Bypass is explicit and audited:

```python theme={null}
from voicegateway import inference

inference.start_session(bypass_guardrails=True)

# Or when binding a custom LiveKit AgentSession:
inference.attach_session(agent_session, bypass_guardrails=True)
```

Bypass skips prompt/tool injection for that session and writes a `bypassed` audit row when a policy would otherwise be active. See the [guardrails guide](/guide/guardrails) and [prompt reference](/reference/guardrail-prompts).

## Conversation replay capture

VoiceGateway captures a per-event timeline for every voice conversation: each STT chunk, each LLM token, each TTS frame, plus periodic conversation-state snapshots. The dashboard's [Replay page](/) then scrubs through any past call moment-by-moment with cost accruing live. This happens automatically; users do not call any function to opt in.

The capture path runs alongside the metrics pipeline. The same `attach_session` helper covered above wires replay events into the [`ReplayCapture`](https://github.com/mahimailabs/voicegateway/blob/main/voicegateway/middleware/replay_capture.py) buffer on the standard worker pattern. Custom AgentSession subclasses use the same opt-in escape hatch.

### Defaults and per-project knobs

Replay capture defaults live under each project's `replay:` block in `voicegw.yaml`:

```yaml theme={null}
projects:
  acme:
    name: Acme Corp
    replay:
      enabled: true             # capture for every session in this project
      retention_days: 90        # age replay rows out after this window
      buffer_size_events: 5000  # per-session in-memory cap before dropping oldest
      flush_size_events: 500    # batched writes to storage every N events
```

All four fields are optional; omitting `replay:` accepts the defaults shown above. The `enabled` toggle disables capture for the project (cost and metrics aggregates continue as before); the other three tune the storage/memory trade-off documented in [docs/storage/replay-storage-costs.md](/storage/replay-storage-costs).

### Disabling capture

For projects that should not record replay (sensitive content, regulatory constraint, storage cost concerns), set `enabled: false`:

```yaml theme={null}
projects:
  high-pii-project:
    name: Sensitive Workflow
    replay:
      enabled: false
```

No replay events are captured for sessions in that project; the dashboard's Replay page renders a "replay capture is disabled for this project" banner with a link out to the per-modality session detail. Cost tracking, latency, and the metrics view continue uninterrupted.

### Retention worker

The [`RetentionWorker`](https://github.com/mahimailabs/voicegateway/blob/main/voicegateway/storage/retention_worker.py) runs once an hour as a background asyncio task; it reads each project's `retention_days` and deletes replay rows tied to sessions whose `ended_at` is older than the window. Single-process; multi-replica coordination is out of scope.

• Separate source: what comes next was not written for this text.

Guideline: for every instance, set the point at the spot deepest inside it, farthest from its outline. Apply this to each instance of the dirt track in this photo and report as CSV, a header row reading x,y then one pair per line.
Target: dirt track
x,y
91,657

The dashboard's `POST /api/projects/{id}/replay/retention` endpoint updates `retention_days` in memory for the current process. The change applies on the next worker tick. Persistence to `voicegw.yaml` on disk is a future follow-up; restarting the gateway reverts to the file-defined value.

## Operations: where to go

| You want to                  | Use this                                                                        |
| ---------------------------- | ------------------------------------------------------------------------------- |
| List projects                | `voicegw projects` (CLI), `GET /v1/projects` (HTTP), `list_projects` (MCP)      |
| See costs                    | `voicegw costs` (CLI), `GET /v1/costs` (HTTP), `get_costs` (MCP), the dashboard |
| Tail recent requests         | `voicegw logs` (CLI), `GET /v1/logs` (HTTP), `get_logs` (MCP)                   |
| Add or rotate a provider key | `vg_add_provider` / `vg_set_provider_key` (MCP), the dashboard Providers page   |
| Reconcile against an invoice | `voicegw reconcile --provider <name> --provider-usage-file <path>`              |

The Python SDK does not include these helpers; they live in the surfaces above.